The Group had an option to purchase the remaining 90% Membership
Interests in TSHII by 30 April 2023 for US$16.25 million. An
extension to 31 December 2023 was granted to the Company post the
reporting period end and the amount due on potential future
exercise has been increased to US$17.25 million. The option is
recorded at its cost of nil on the basis that there is no reliable
fair value for this instrument.
7. Share Capital
31 March 31 March 30 September
2023 2022 2022
unaudited Unaudited audited
Number of Number of Number of
shares shares shares
--------------------------- -------------- -------------- --------------
Issued and fully paid
Number of ordinary shares
of no par value 2,244,504,969 1,748,078,678 1,748,078,678
--------------------------- -------------- -------------- --------------
8. Warrants
31 March 31 March 30 September
2023 2022 2022
unaudited Unaudited Audited
--------------------------- ------------ ------------- -------------
Outstanding (number) 162,523,803 5 84,552,350 452,427,350
Exercisable (number) 162,523,803 584,552,350 452,427,350
Weighted average exercise
price (pence) 0.67 0.9 0.88
--------------------------- ------------ ------------- -------------
9. Post reporting date events
a) On 6 June 2023, the Company announced that Greenfield's
option to potentially purchase the remaining 90% Membership
Interests in TSHII had been extended to 31 December 2023 with an
increased exercise price of US$17.25m.
b) On 30 March 2023, the Company announced that it had obtained
an additional unsecured committed convertible loan facility of up
to GBP1 million via a convertible loan note instrument and
associated subscription and put option agreement of which an
initial GBP250,000 tranche was subsequently drawn down on 24 April
2023. A fixed interest coupon of 5% applied to each sum drawn down.
The conversion price per new ordinary share under the facility was
determined as the lower of: (i) 0.60 pence; and (ii) the
volume-weighted average price of an ordinary share during any five
of the fifteen business days prior to service or deemed service of
a conversion notice, as selected by the noteholder(s) concerned and
sourced from Bloomberg L.P., discounted by 15%. By the period end,
warrants over 41,666,667 new ordinary shares at an exercise price
of 0.60p per share had been issued to the convertible loan
subscribers in connection with the facility, exercisable over 3
years. Warrants over a further 41,666,667 new ordinary were issued
on similar terms to the subscribers on drawdown of the initial
tranche, together with warrants over 10,000,000 new ordinary shares
at an exercise price of 0.60p per share exercisable over 2 years to
the Company's broker.
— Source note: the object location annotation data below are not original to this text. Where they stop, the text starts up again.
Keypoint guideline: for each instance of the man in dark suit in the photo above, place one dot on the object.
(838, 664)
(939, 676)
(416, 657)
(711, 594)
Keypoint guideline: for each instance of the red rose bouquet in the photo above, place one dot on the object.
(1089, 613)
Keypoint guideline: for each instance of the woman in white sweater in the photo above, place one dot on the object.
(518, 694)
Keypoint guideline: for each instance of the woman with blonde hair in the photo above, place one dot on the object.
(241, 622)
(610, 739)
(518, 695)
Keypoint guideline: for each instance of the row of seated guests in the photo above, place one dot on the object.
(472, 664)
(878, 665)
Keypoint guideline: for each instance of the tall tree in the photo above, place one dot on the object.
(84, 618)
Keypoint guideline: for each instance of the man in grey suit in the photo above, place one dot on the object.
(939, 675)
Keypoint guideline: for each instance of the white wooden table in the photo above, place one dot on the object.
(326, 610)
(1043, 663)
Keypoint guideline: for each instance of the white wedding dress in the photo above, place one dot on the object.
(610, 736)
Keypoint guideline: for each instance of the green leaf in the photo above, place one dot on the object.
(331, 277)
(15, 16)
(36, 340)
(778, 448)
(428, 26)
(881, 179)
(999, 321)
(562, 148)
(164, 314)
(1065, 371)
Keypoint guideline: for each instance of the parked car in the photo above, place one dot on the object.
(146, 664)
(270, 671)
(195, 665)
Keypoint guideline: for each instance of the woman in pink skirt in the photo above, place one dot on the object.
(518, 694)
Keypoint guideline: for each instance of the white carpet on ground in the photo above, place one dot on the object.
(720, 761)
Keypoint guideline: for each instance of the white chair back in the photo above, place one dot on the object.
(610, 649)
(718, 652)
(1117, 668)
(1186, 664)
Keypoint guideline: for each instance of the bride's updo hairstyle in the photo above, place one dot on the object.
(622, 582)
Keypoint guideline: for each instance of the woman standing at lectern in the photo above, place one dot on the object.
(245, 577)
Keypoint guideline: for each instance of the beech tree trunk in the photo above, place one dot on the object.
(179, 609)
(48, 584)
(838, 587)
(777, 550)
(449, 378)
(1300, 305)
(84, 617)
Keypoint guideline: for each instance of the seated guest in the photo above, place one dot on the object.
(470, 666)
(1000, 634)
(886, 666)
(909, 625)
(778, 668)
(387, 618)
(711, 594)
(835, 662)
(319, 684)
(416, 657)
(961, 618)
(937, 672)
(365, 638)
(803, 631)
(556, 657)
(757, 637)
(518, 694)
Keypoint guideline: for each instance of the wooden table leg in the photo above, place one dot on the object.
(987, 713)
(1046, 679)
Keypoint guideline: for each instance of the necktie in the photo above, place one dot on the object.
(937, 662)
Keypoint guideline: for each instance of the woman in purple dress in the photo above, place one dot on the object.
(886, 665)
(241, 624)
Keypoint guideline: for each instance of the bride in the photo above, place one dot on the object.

To date, GBP225k of the initial tranche,
together with accrued interest thereon, has been converted into, in
aggregate, 150,564,248 new ordinary shares at an average price of
approximately 0.157 pence per share.
c) On 14 June 2023, the Company announced that the
abovementioned convertible loan facility had been cancelled and the
remaining principal amount materially replaced by a fundraising
involving the issue of, in aggregate, 625,000,000 new ordinary
shares at a price of 0.08p per share, to raise GBP500,000 gross.
Warrants over 30,000,000 new ordinary shares at an exercise price
of 0.08p per share exercisable over 2 years were issued to the
Company's broker in connection with such fundraising.